Amazoff!

An abusive relationship with a post-human power…

I am a moderately successful Science Fiction author. People like my stuff. Reviewers tell me the stories are smart SciFi for intelligent people. My readthrough rates are good—or at least they used to be! (hence this essay)

A high readthrough rate means that readers who like the first book will often go on to read the rest. Over the past year, I’ve watched my Amazon read-through rates drop off a cliff. It used to be that about a quarter of the people who read the first book in my series (which they often got for free) continued to read on through the whole series. Now though, readthrough is bouncing along at virtually zero.

I have agonised about why this could be. What changed? Is it me? Is it the zeitgeist? Is it covid19? Political exhaustion? Or perhaps it’s the dark forces of monopoly capitalism… (hint, it’s this one)

Facebook and Reddit are still effective at finding people interested in signing up to my list for a Free book, but ads pointing to my Amazon book pages now verge on the utterly ineffective—

Go on, try it out. I bet you won’t buy a single one of my books! Go on! I dare you!

—The only way I sell books on Amazon now is by using Amazon’s own advertising platform, and spending far more per sale than I will ever make back.

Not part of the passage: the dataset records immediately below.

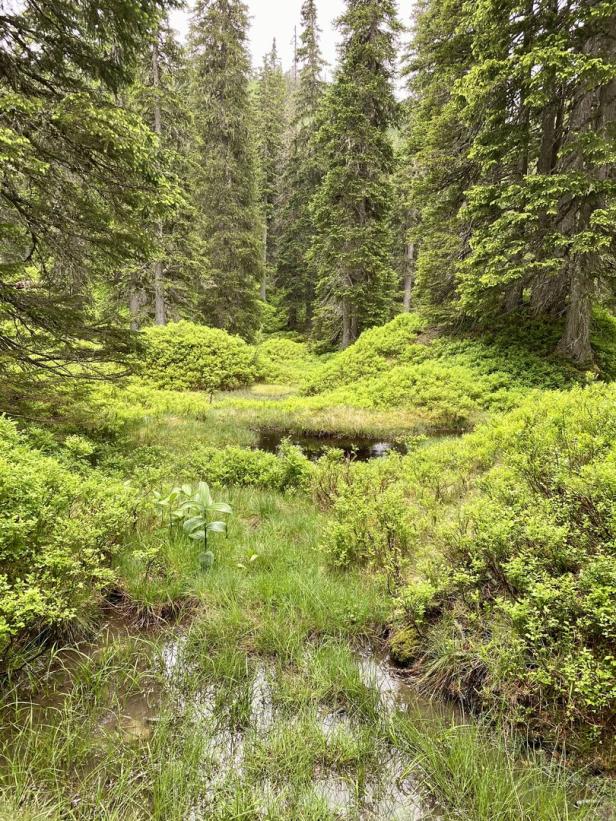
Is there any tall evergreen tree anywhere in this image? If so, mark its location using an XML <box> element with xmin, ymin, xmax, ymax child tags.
<box><xmin>128</xmin><ymin>21</ymin><xmax>204</xmax><ymax>327</ymax></box>
<box><xmin>257</xmin><ymin>40</ymin><xmax>288</xmax><ymax>300</ymax></box>
<box><xmin>310</xmin><ymin>0</ymin><xmax>400</xmax><ymax>347</ymax></box>
<box><xmin>458</xmin><ymin>0</ymin><xmax>616</xmax><ymax>365</ymax></box>
<box><xmin>0</xmin><ymin>0</ymin><xmax>170</xmax><ymax>388</ymax></box>
<box><xmin>276</xmin><ymin>0</ymin><xmax>325</xmax><ymax>329</ymax></box>
<box><xmin>190</xmin><ymin>0</ymin><xmax>263</xmax><ymax>337</ymax></box>
<box><xmin>398</xmin><ymin>0</ymin><xmax>476</xmax><ymax>319</ymax></box>
<box><xmin>409</xmin><ymin>0</ymin><xmax>616</xmax><ymax>366</ymax></box>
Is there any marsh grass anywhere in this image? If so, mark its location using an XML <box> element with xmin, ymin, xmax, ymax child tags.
<box><xmin>0</xmin><ymin>490</ymin><xmax>593</xmax><ymax>821</ymax></box>
<box><xmin>0</xmin><ymin>462</ymin><xmax>608</xmax><ymax>821</ymax></box>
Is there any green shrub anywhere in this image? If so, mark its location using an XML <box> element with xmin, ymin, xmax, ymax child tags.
<box><xmin>326</xmin><ymin>384</ymin><xmax>616</xmax><ymax>756</ymax></box>
<box><xmin>0</xmin><ymin>419</ymin><xmax>136</xmax><ymax>665</ymax></box>
<box><xmin>143</xmin><ymin>322</ymin><xmax>257</xmax><ymax>393</ymax></box>
<box><xmin>257</xmin><ymin>337</ymin><xmax>320</xmax><ymax>385</ymax></box>
<box><xmin>190</xmin><ymin>443</ymin><xmax>313</xmax><ymax>490</ymax></box>
<box><xmin>306</xmin><ymin>314</ymin><xmax>425</xmax><ymax>394</ymax></box>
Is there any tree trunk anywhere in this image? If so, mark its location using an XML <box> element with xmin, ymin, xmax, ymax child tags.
<box><xmin>402</xmin><ymin>242</ymin><xmax>415</xmax><ymax>314</ymax></box>
<box><xmin>259</xmin><ymin>217</ymin><xmax>267</xmax><ymax>302</ymax></box>
<box><xmin>341</xmin><ymin>296</ymin><xmax>352</xmax><ymax>350</ymax></box>
<box><xmin>504</xmin><ymin>282</ymin><xmax>524</xmax><ymax>314</ymax></box>
<box><xmin>128</xmin><ymin>289</ymin><xmax>141</xmax><ymax>331</ymax></box>
<box><xmin>152</xmin><ymin>39</ymin><xmax>167</xmax><ymax>325</ymax></box>
<box><xmin>154</xmin><ymin>255</ymin><xmax>167</xmax><ymax>325</ymax></box>
<box><xmin>558</xmin><ymin>257</ymin><xmax>594</xmax><ymax>368</ymax></box>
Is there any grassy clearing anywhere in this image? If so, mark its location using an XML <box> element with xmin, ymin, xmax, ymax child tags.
<box><xmin>0</xmin><ymin>489</ymin><xmax>593</xmax><ymax>821</ymax></box>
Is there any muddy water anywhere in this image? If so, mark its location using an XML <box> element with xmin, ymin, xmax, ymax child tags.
<box><xmin>257</xmin><ymin>430</ymin><xmax>407</xmax><ymax>462</ymax></box>
<box><xmin>104</xmin><ymin>638</ymin><xmax>448</xmax><ymax>821</ymax></box>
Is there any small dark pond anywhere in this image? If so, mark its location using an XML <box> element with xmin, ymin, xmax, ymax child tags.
<box><xmin>257</xmin><ymin>430</ymin><xmax>407</xmax><ymax>462</ymax></box>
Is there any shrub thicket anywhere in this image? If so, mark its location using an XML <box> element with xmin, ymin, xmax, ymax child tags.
<box><xmin>143</xmin><ymin>322</ymin><xmax>257</xmax><ymax>393</ymax></box>
<box><xmin>190</xmin><ymin>442</ymin><xmax>313</xmax><ymax>490</ymax></box>
<box><xmin>0</xmin><ymin>418</ymin><xmax>137</xmax><ymax>666</ymax></box>
<box><xmin>327</xmin><ymin>385</ymin><xmax>616</xmax><ymax>753</ymax></box>
<box><xmin>257</xmin><ymin>337</ymin><xmax>320</xmax><ymax>385</ymax></box>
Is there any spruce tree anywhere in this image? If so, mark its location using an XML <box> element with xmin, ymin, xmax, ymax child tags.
<box><xmin>411</xmin><ymin>0</ymin><xmax>616</xmax><ymax>366</ymax></box>
<box><xmin>190</xmin><ymin>0</ymin><xmax>263</xmax><ymax>338</ymax></box>
<box><xmin>257</xmin><ymin>40</ymin><xmax>288</xmax><ymax>300</ymax></box>
<box><xmin>310</xmin><ymin>0</ymin><xmax>400</xmax><ymax>347</ymax></box>
<box><xmin>0</xmin><ymin>0</ymin><xmax>166</xmax><ymax>384</ymax></box>
<box><xmin>398</xmin><ymin>0</ymin><xmax>476</xmax><ymax>320</ymax></box>
<box><xmin>276</xmin><ymin>0</ymin><xmax>325</xmax><ymax>330</ymax></box>
<box><xmin>128</xmin><ymin>20</ymin><xmax>203</xmax><ymax>327</ymax></box>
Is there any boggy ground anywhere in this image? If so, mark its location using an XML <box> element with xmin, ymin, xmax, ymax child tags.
<box><xmin>0</xmin><ymin>390</ymin><xmax>603</xmax><ymax>821</ymax></box>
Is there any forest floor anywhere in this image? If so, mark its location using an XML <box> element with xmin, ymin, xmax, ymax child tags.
<box><xmin>0</xmin><ymin>388</ymin><xmax>608</xmax><ymax>821</ymax></box>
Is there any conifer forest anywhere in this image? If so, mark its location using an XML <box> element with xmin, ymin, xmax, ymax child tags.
<box><xmin>0</xmin><ymin>0</ymin><xmax>616</xmax><ymax>821</ymax></box>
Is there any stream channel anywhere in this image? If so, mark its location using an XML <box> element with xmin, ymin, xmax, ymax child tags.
<box><xmin>74</xmin><ymin>626</ymin><xmax>460</xmax><ymax>821</ymax></box>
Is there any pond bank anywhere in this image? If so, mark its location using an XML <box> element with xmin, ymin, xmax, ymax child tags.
<box><xmin>0</xmin><ymin>490</ymin><xmax>597</xmax><ymax>821</ymax></box>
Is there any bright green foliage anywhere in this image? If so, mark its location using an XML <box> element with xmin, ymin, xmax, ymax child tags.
<box><xmin>190</xmin><ymin>443</ymin><xmax>313</xmax><ymax>491</ymax></box>
<box><xmin>257</xmin><ymin>337</ymin><xmax>320</xmax><ymax>385</ymax></box>
<box><xmin>0</xmin><ymin>419</ymin><xmax>138</xmax><ymax>667</ymax></box>
<box><xmin>179</xmin><ymin>482</ymin><xmax>233</xmax><ymax>550</ymax></box>
<box><xmin>190</xmin><ymin>0</ymin><xmax>263</xmax><ymax>338</ymax></box>
<box><xmin>300</xmin><ymin>314</ymin><xmax>596</xmax><ymax>432</ymax></box>
<box><xmin>307</xmin><ymin>314</ymin><xmax>425</xmax><ymax>393</ymax></box>
<box><xmin>327</xmin><ymin>385</ymin><xmax>616</xmax><ymax>755</ymax></box>
<box><xmin>398</xmin><ymin>0</ymin><xmax>475</xmax><ymax>318</ymax></box>
<box><xmin>143</xmin><ymin>322</ymin><xmax>257</xmax><ymax>394</ymax></box>
<box><xmin>256</xmin><ymin>40</ymin><xmax>288</xmax><ymax>298</ymax></box>
<box><xmin>310</xmin><ymin>0</ymin><xmax>399</xmax><ymax>348</ymax></box>
<box><xmin>276</xmin><ymin>0</ymin><xmax>325</xmax><ymax>329</ymax></box>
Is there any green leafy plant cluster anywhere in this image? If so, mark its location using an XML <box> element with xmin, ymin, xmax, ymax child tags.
<box><xmin>0</xmin><ymin>418</ymin><xmax>139</xmax><ymax>666</ymax></box>
<box><xmin>325</xmin><ymin>384</ymin><xmax>616</xmax><ymax>758</ymax></box>
<box><xmin>154</xmin><ymin>482</ymin><xmax>233</xmax><ymax>567</ymax></box>
<box><xmin>306</xmin><ymin>314</ymin><xmax>425</xmax><ymax>394</ymax></box>
<box><xmin>190</xmin><ymin>442</ymin><xmax>314</xmax><ymax>491</ymax></box>
<box><xmin>257</xmin><ymin>336</ymin><xmax>320</xmax><ymax>385</ymax></box>
<box><xmin>143</xmin><ymin>321</ymin><xmax>257</xmax><ymax>394</ymax></box>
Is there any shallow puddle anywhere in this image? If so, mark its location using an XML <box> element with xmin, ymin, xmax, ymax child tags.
<box><xmin>257</xmin><ymin>430</ymin><xmax>407</xmax><ymax>462</ymax></box>
<box><xmin>119</xmin><ymin>638</ymin><xmax>436</xmax><ymax>821</ymax></box>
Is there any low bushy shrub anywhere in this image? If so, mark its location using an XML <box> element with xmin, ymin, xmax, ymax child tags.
<box><xmin>190</xmin><ymin>443</ymin><xmax>313</xmax><ymax>491</ymax></box>
<box><xmin>306</xmin><ymin>314</ymin><xmax>426</xmax><ymax>394</ymax></box>
<box><xmin>142</xmin><ymin>322</ymin><xmax>257</xmax><ymax>394</ymax></box>
<box><xmin>257</xmin><ymin>337</ymin><xmax>320</xmax><ymax>385</ymax></box>
<box><xmin>326</xmin><ymin>384</ymin><xmax>616</xmax><ymax>761</ymax></box>
<box><xmin>0</xmin><ymin>418</ymin><xmax>137</xmax><ymax>666</ymax></box>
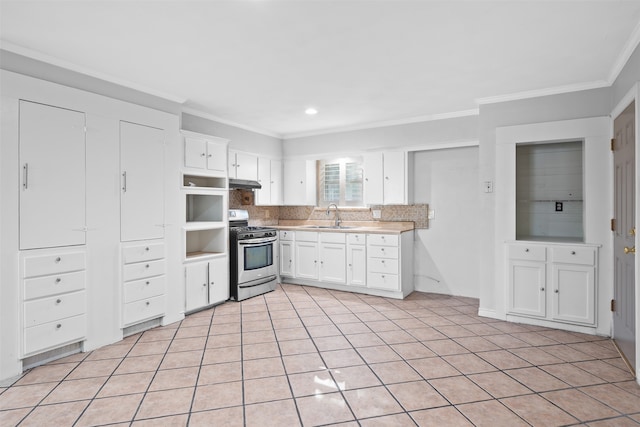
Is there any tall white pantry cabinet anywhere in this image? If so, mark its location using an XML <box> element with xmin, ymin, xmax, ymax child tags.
<box><xmin>0</xmin><ymin>70</ymin><xmax>184</xmax><ymax>380</ymax></box>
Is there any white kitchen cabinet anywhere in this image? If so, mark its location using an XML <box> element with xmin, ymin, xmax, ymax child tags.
<box><xmin>122</xmin><ymin>240</ymin><xmax>166</xmax><ymax>328</ymax></box>
<box><xmin>120</xmin><ymin>121</ymin><xmax>165</xmax><ymax>242</ymax></box>
<box><xmin>363</xmin><ymin>151</ymin><xmax>411</xmax><ymax>205</ymax></box>
<box><xmin>185</xmin><ymin>256</ymin><xmax>229</xmax><ymax>311</ymax></box>
<box><xmin>21</xmin><ymin>249</ymin><xmax>87</xmax><ymax>357</ymax></box>
<box><xmin>507</xmin><ymin>242</ymin><xmax>597</xmax><ymax>326</ymax></box>
<box><xmin>182</xmin><ymin>130</ymin><xmax>229</xmax><ymax>176</ymax></box>
<box><xmin>255</xmin><ymin>157</ymin><xmax>282</xmax><ymax>206</ymax></box>
<box><xmin>19</xmin><ymin>101</ymin><xmax>86</xmax><ymax>249</ymax></box>
<box><xmin>283</xmin><ymin>160</ymin><xmax>317</xmax><ymax>206</ymax></box>
<box><xmin>318</xmin><ymin>233</ymin><xmax>347</xmax><ymax>285</ymax></box>
<box><xmin>228</xmin><ymin>150</ymin><xmax>258</xmax><ymax>181</ymax></box>
<box><xmin>347</xmin><ymin>233</ymin><xmax>367</xmax><ymax>286</ymax></box>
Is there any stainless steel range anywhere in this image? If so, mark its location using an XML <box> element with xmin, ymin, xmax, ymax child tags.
<box><xmin>229</xmin><ymin>209</ymin><xmax>278</xmax><ymax>301</ymax></box>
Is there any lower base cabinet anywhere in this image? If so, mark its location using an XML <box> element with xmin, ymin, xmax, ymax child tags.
<box><xmin>185</xmin><ymin>256</ymin><xmax>229</xmax><ymax>312</ymax></box>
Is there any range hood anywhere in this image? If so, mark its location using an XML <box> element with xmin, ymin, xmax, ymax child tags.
<box><xmin>229</xmin><ymin>178</ymin><xmax>262</xmax><ymax>190</ymax></box>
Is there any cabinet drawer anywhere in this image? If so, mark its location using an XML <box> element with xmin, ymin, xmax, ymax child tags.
<box><xmin>367</xmin><ymin>258</ymin><xmax>398</xmax><ymax>274</ymax></box>
<box><xmin>124</xmin><ymin>260</ymin><xmax>164</xmax><ymax>282</ymax></box>
<box><xmin>278</xmin><ymin>230</ymin><xmax>295</xmax><ymax>240</ymax></box>
<box><xmin>367</xmin><ymin>246</ymin><xmax>398</xmax><ymax>259</ymax></box>
<box><xmin>24</xmin><ymin>291</ymin><xmax>87</xmax><ymax>327</ymax></box>
<box><xmin>124</xmin><ymin>295</ymin><xmax>164</xmax><ymax>325</ymax></box>
<box><xmin>509</xmin><ymin>245</ymin><xmax>547</xmax><ymax>261</ymax></box>
<box><xmin>24</xmin><ymin>271</ymin><xmax>86</xmax><ymax>300</ymax></box>
<box><xmin>124</xmin><ymin>276</ymin><xmax>165</xmax><ymax>302</ymax></box>
<box><xmin>24</xmin><ymin>252</ymin><xmax>85</xmax><ymax>278</ymax></box>
<box><xmin>320</xmin><ymin>233</ymin><xmax>346</xmax><ymax>243</ymax></box>
<box><xmin>24</xmin><ymin>314</ymin><xmax>87</xmax><ymax>355</ymax></box>
<box><xmin>367</xmin><ymin>272</ymin><xmax>400</xmax><ymax>291</ymax></box>
<box><xmin>367</xmin><ymin>234</ymin><xmax>398</xmax><ymax>246</ymax></box>
<box><xmin>122</xmin><ymin>242</ymin><xmax>164</xmax><ymax>264</ymax></box>
<box><xmin>347</xmin><ymin>233</ymin><xmax>367</xmax><ymax>245</ymax></box>
<box><xmin>551</xmin><ymin>246</ymin><xmax>596</xmax><ymax>265</ymax></box>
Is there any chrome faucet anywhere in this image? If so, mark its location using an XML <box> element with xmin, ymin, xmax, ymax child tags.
<box><xmin>327</xmin><ymin>203</ymin><xmax>342</xmax><ymax>228</ymax></box>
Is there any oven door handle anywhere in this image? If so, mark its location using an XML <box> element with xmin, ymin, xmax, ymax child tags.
<box><xmin>238</xmin><ymin>237</ymin><xmax>278</xmax><ymax>245</ymax></box>
<box><xmin>238</xmin><ymin>275</ymin><xmax>276</xmax><ymax>288</ymax></box>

​From the other side of the street, putting on my customer hat, I find it increasingly difficult to find any authors I like on Amazon. This has gotten increasingly difficult over the past few years. The way the site is structured: multiple pop-ups instead of links to product pages; the prominence of paid click possibilities at the expense of organic product listings; all other little tricks, persuasions, and distractions Amazon uses to guide the ‘customer journey’ mean that I am forever being tempted away from whatever it was I came for in the first place… wait! Gravity’s Rainbow! I remember!

It never used to be like this! If you are an author experiencing this same scenario, or a reader wondering why you can’t find good books anymore then read on…

A little math: From my experience, the cost per click for an eBook ad is about 50p. Most books on Amazon seem to sell for 1.99 or 2.99. At 1.99 Amazon keeps 70% of the sale price. Setting the price to 2.99 allows the publisher to keep 70% of the sale price. At both popular price points then, Amazon gets about one dollar/pound/euro per sale.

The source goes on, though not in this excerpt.